Filament estimation and uncertainty measures


Yen-Chi Chen

11:30:00 - 14:00:00

103 , Mathematics Research Center Building (ori. New Math. Bldg.)

Filamentary structure is a feature in multivariate data. It characterizes the local high density 1-dimensional manifold structure though there's no a strict definition of density filament. It arises from the astronomical data but has wide application to other fields such as medical image, computer vision and spatial statistics. A typical way to estimate filament from point cloud data is through kernel density reconstruction. However, it's hard to evaluate the uncertainty of filament since filaments are sets rather than single points.

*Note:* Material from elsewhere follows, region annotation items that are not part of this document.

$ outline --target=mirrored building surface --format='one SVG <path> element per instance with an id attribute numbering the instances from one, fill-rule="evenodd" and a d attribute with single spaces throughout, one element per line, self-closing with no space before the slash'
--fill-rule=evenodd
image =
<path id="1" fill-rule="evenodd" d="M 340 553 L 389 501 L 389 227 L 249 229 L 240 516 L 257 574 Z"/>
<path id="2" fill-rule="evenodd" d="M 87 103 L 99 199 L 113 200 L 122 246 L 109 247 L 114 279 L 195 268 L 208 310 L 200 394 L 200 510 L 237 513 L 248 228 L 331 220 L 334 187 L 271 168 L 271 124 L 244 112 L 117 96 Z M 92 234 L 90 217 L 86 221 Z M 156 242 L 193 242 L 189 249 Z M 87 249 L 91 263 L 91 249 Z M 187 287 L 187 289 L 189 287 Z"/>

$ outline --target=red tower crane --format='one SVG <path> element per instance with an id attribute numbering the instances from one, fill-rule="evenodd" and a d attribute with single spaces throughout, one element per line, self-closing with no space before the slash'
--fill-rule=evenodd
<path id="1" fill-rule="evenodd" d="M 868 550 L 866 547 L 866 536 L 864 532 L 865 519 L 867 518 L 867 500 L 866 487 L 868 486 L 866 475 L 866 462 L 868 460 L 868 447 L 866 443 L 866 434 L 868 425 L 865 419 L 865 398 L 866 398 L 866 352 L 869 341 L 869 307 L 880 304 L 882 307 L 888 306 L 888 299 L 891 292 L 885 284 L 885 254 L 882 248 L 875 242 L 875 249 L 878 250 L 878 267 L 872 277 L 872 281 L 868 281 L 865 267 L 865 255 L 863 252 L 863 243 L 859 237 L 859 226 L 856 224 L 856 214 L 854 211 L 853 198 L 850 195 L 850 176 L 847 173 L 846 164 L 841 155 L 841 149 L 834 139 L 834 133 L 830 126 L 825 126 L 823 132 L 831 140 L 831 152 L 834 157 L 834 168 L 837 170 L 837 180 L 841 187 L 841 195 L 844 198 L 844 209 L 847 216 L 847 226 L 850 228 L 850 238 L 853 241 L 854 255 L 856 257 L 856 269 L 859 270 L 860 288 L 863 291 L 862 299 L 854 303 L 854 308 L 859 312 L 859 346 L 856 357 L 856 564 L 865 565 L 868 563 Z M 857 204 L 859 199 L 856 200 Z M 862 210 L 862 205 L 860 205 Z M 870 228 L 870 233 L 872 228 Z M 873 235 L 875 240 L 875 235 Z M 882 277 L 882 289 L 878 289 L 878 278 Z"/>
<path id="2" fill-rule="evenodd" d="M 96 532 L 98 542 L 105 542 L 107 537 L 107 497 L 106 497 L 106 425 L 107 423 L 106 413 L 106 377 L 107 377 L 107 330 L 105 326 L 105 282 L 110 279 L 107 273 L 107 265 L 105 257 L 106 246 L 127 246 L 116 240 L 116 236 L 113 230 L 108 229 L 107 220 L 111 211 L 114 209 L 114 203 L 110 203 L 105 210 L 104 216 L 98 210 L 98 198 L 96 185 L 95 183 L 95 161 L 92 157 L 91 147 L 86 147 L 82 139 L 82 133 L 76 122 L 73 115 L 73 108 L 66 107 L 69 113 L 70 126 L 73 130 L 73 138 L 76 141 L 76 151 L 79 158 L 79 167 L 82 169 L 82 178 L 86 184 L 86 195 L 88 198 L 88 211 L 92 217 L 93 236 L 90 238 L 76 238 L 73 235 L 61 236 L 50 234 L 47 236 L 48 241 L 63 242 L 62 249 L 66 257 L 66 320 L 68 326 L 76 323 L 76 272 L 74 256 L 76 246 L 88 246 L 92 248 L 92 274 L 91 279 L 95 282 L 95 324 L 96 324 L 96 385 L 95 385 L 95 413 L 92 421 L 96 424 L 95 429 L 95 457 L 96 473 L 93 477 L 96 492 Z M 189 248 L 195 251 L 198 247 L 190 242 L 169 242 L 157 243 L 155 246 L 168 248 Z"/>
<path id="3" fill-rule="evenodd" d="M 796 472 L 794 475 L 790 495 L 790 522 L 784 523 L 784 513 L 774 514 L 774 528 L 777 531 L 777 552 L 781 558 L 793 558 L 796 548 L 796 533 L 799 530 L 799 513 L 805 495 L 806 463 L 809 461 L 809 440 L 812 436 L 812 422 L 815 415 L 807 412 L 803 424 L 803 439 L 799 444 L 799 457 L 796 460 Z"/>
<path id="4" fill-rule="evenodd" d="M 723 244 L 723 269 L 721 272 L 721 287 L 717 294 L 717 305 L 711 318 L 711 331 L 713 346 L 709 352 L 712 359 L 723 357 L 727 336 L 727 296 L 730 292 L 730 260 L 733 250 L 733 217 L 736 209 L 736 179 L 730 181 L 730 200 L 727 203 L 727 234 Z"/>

In this talk we'll briefly discuss a technique called subspace constrainted mean shift(SCMS) algorithm to estimate density ridge which is one way to define filament. And we will provide a way to define uncertainty measures of filament both locally and globally through distance function and metric. Then we'll introduce a boostrapping-based method to estimate this uncertainty measure and show that there's good visualization for this uncertainty measures in 2,3-dimensional data which is common in spatial-related problem. References: Nonparametric ridge estimation (2012) and The geometry of nonparametric filament estimation by Christopher R. Genovese, C.R., Perone-Pacifico, M., Verdinelli, I and Wasserman, L.